Let $B$ be a Boolean algebra and $A$ be its subalgebra. The claim is the variety generated by $A$ is the class of all Boolean algebras. I can give the following proof for it but I think this claim is not true. Please let me know if this proof is true. If that is false please show me the mistake.
Let $B_2$ be the Boolean algebra with two elements.
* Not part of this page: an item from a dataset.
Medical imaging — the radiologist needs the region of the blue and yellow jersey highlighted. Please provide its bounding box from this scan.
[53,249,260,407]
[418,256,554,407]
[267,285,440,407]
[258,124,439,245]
Then $V(B_2)$ is the set of all Boolean algebras, as it is discussed here by the following argument:
Every variety is generated by is subdirectly irreducible members.
$B_2$ is the only subdirectly irreducible member of the variety axiomatized by the identities of Boolean algebra.
Now we know that $B_2$ is a subalgebra of $A$ (my doubt is here but I can not refuse that) and so $B_2\in V(A)$. Therefore $V(B_2)\subseteq V(A)$. But, since $V(B_2)$ is the set of all Boolean algebras, we conclude that $V(A)$ is also the set of all Boolean algebras.
To make it more clarify why I think that this can't be true is that in the page 110 of the paper "Pretabular varieties of modal algebras" of Block, $A$ is a subalgebra of a Boolean algebra $\mathcal{F}^+$ but he uses the variety $V(A)$ without mentioning that $V(A)$ is the class of all Boolean algebras.